# the old mans shop



## hammers-n-nails (Oct 26, 2009)

with the start of our new project i figured this would be a good time to show y'all aroud the shop so you could see what were dealing with here.











this is from the center, one panoramic wouldnt get it all, 2 only got about 3/4 of it but there is little of interest in the rest, besides a pool table.






"my" mill 10X54" table r-8 collets 5hp 3-axis dro, the old mans(really there both his) is the same thing exept a little smaller 9X48"table? 3hp 2-axis dro 3hp the picture of it didnt take for some reason.

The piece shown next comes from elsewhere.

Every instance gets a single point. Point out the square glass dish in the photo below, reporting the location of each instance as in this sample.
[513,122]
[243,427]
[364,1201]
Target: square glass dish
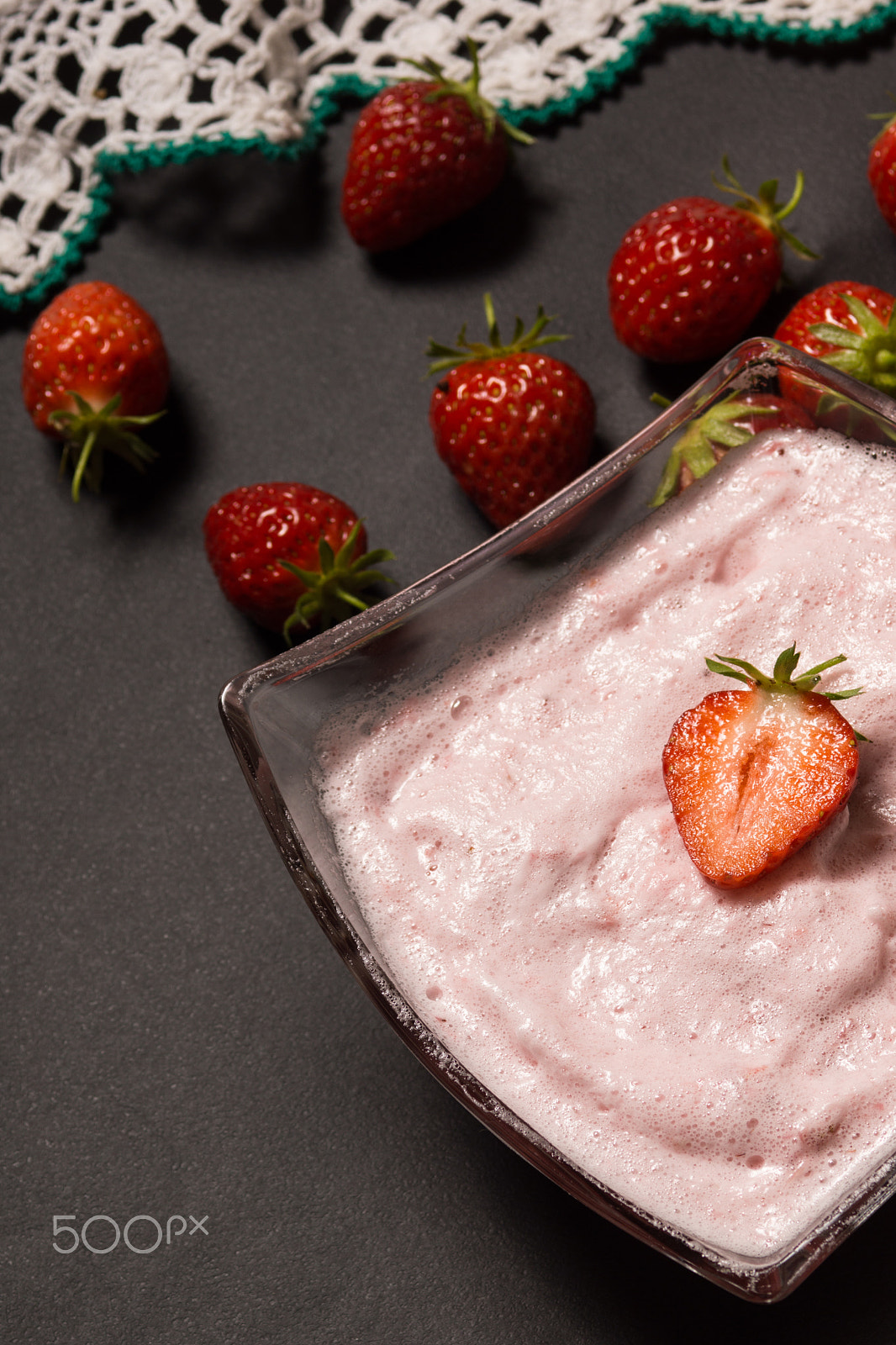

the "little" lathe 13x40" nothing to brag about it was damaged in shipping so the cross feed wheel is a little screwed up, still cuts fine but is rather inconvenient to use because on the 1 turn+ of slack in the screw.






the big lathe 36.5X84 25hp i posted about it a while back. nov 1941 model






24" slip roll for light guage metal, doesnt get much use.






old surface grinder, a recent purchase bought with the horisontal mill, hasnt bee hooked up yet, not sure what to use it for but it was a good buy, right now its just something to walk around.






horisontal mill dont know the table size 12x60"??? 15hp havent used it yet because the arbor is bent and a new one is around $300 us i belive, he only gave 600 for the whole thing, scap price.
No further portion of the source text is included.